Incrementally building pre-aggregations for a date range
Use case
In scenarios where a large dataset spanning multiple years is pre-aggregated with partitioning, it is often useful to only rebuild pre-aggregations between a certain date range (and therefore only a subset of all the partitions). This is because recalculating all partitions is often an expensive and/or time-consuming process.

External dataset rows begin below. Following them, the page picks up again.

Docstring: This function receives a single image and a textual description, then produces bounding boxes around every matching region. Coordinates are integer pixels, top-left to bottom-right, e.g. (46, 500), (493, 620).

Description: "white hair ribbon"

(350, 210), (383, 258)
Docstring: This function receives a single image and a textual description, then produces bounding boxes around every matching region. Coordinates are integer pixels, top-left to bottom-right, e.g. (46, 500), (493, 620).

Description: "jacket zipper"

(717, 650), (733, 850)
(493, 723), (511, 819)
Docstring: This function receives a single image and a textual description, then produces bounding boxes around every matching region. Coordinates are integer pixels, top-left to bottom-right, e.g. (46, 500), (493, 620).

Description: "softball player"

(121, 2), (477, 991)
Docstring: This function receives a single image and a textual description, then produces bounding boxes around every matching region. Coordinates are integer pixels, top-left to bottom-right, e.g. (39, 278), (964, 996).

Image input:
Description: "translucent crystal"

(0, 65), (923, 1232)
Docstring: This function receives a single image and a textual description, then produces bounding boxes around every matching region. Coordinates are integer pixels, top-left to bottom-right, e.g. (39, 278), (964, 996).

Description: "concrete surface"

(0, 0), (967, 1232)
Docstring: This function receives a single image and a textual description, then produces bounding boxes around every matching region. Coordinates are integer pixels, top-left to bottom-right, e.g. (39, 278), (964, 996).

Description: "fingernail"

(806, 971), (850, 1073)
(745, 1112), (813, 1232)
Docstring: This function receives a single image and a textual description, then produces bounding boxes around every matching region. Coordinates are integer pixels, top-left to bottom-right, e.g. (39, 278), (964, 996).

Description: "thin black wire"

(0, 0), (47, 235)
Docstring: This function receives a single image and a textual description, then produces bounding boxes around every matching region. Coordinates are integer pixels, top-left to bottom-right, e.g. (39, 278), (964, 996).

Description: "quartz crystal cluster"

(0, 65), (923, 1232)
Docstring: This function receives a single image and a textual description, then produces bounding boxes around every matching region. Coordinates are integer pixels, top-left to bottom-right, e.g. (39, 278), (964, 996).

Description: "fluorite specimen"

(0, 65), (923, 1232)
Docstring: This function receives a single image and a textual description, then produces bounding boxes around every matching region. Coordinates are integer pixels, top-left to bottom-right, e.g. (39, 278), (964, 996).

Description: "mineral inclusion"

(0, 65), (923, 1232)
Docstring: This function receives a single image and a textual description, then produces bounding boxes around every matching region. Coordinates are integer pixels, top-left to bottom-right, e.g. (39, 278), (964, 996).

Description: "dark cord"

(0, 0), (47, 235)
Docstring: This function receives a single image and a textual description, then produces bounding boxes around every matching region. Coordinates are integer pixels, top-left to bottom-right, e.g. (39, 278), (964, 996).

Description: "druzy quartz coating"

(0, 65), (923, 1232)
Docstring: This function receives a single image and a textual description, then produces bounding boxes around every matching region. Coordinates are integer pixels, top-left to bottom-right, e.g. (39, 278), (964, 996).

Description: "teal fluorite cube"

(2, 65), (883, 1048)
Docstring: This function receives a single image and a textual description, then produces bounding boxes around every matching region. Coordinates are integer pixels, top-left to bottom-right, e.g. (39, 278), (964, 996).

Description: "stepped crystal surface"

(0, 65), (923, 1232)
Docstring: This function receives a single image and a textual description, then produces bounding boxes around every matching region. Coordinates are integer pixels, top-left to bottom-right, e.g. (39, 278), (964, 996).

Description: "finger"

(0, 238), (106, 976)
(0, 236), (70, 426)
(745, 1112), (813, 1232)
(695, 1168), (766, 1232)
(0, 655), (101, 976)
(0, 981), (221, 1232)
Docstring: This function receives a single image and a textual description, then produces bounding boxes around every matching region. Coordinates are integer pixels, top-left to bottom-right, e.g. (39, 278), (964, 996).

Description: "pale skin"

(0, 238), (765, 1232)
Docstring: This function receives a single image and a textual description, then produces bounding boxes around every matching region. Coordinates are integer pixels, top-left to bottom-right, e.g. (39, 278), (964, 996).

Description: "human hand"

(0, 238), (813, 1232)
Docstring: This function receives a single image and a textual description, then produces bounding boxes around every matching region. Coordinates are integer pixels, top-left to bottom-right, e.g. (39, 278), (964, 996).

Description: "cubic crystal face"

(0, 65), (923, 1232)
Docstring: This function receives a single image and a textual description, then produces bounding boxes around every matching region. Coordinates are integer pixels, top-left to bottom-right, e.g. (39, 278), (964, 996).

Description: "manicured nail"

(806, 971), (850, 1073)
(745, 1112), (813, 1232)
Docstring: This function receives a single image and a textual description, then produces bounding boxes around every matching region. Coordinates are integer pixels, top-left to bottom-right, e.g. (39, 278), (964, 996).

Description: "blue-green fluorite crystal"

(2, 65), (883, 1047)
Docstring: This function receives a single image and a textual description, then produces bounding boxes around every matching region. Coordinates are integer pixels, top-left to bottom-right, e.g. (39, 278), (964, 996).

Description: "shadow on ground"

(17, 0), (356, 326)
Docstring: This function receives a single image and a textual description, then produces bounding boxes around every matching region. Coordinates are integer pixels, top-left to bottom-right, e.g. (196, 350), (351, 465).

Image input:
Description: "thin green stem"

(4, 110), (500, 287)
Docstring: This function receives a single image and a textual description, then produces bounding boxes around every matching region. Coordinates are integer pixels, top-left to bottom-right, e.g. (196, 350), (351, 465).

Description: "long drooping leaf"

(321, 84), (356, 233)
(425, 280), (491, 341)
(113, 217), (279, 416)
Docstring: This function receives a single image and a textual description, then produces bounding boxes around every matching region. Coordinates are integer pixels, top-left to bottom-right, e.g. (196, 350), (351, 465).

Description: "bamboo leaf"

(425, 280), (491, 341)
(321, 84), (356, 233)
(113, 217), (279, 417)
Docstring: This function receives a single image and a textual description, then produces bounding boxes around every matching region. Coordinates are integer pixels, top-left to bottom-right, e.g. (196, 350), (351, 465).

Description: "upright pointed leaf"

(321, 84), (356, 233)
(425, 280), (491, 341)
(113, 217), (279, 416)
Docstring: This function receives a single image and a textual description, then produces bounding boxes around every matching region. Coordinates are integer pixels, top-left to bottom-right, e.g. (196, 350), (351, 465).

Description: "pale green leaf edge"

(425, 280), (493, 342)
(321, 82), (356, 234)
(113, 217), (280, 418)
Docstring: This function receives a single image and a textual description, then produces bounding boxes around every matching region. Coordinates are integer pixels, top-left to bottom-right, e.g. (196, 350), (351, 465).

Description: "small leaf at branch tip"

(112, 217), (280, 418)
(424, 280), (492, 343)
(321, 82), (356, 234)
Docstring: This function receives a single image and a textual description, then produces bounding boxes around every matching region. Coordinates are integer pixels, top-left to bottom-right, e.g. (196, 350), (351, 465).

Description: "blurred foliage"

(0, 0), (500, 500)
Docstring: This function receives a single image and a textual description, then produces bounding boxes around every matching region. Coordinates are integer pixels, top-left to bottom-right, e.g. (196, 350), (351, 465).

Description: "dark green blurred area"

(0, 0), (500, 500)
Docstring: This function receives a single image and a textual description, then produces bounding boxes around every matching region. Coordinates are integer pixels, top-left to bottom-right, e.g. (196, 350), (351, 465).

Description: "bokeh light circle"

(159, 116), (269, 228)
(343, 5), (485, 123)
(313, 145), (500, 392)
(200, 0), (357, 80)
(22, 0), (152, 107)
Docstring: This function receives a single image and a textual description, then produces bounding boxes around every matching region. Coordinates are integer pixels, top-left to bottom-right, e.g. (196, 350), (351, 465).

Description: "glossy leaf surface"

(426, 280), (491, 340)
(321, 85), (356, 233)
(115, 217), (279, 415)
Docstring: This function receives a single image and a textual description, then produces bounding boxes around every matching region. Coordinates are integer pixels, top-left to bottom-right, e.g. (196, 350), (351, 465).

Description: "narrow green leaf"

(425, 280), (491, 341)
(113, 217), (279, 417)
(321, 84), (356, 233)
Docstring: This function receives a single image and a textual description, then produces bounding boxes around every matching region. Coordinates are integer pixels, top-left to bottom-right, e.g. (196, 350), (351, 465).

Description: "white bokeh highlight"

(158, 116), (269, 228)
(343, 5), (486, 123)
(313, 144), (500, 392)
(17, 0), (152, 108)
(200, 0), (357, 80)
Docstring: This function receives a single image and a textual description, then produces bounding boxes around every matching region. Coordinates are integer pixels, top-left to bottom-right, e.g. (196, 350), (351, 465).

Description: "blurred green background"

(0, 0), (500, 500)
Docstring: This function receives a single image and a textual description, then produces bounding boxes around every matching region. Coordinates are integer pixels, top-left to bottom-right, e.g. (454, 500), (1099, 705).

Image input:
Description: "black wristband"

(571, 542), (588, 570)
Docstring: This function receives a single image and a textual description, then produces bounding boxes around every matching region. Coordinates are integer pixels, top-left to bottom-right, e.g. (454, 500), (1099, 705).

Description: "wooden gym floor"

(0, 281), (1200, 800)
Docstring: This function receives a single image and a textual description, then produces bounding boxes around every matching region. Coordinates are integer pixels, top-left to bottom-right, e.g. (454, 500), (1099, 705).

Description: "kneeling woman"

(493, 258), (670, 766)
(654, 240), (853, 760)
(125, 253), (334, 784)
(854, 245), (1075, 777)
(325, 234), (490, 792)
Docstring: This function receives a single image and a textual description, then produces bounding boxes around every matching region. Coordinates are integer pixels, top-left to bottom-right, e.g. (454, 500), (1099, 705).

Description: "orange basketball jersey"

This is most beneficial when using data warehouses with partitioning support (such as AWS Athena and Google BigQuery).
Data modeling
Let's use an example of a cube with a nested SQL query:
cubes:
- name: users_with_organizations
sql: >
WITH users AS (
SELECT
md5(company) AS organization_id,
id AS user_id,
created_at
FROM public.users
), organizations AS (
(
SELECT
md5(company) AS id,
company AS name,
MIN(created_at)
FROM
public.users
GROUP BY
1,
2
)
) SELECT
users.*,
organizations.name AS org_name
FROM
users
LEFT JOIN organizations
ON users.organization_id = organizations.id
pre_aggregations:
- name: main
dimensions:
- id
- organization_id
time_dimension: created_at
refresh_key:
every: 1 day
incremental: true
granularity: day
partition_granularity: month
build_range_start:
sql: SELECT DATE('2021-01-01')
build_range_end:
sql: SELECT NOW()
dimensions:
- name: id
sql: user_id
type: number
primary_key: true
- name: organization_id
sql: organization_id
type: string
- name: created_at
sql: created_at
type: time
The cube above pre-aggregates the results of the sql
property, and is
configured to incrementally build them as long as the date range is not before
January 1st, 2021.
However, if we only wanted to build pre-aggregations between a particular date
range within the users table, we would be unable to as the current configuration
only applies the date range to the final result of the SQL query defined in
sql
.
In order to do the above, we'll "push down" the predicates to the inner SQL
query using FILTER_PARAMS
in conjunction
with the build_range_start
and build_range_end
properties:
cubes:
- name: users_with_organizations
sql: >
WITH users AS (
SELECT
md5(company) AS organization_id,
id AS user_id,
created_at
FROM public.users
WHERE
{FILTER_PARAMS.users_with_organizations.created_at.filter('created_at')}
), organizations AS (
(
SELECT
md5(company) AS id,
company AS name,
MIN(created_at)
FROM
public.users
GROUP BY
1,
2
)
) SELECT
users.*,
organizations.name AS org_name
FROM
users
LEFT JOIN organizations
ON users.organization_id = organizations.id
# ...
Result
By adding FILTER_PARAMS
to the subquery inside the sql
property, we now
limit the initial size of the dataset by applying the filter as early as
possible. When the pre-aggregations are incrementally built, the same filter is
used to apply the build ranges as defined by build_range_start
and
build_range_end
.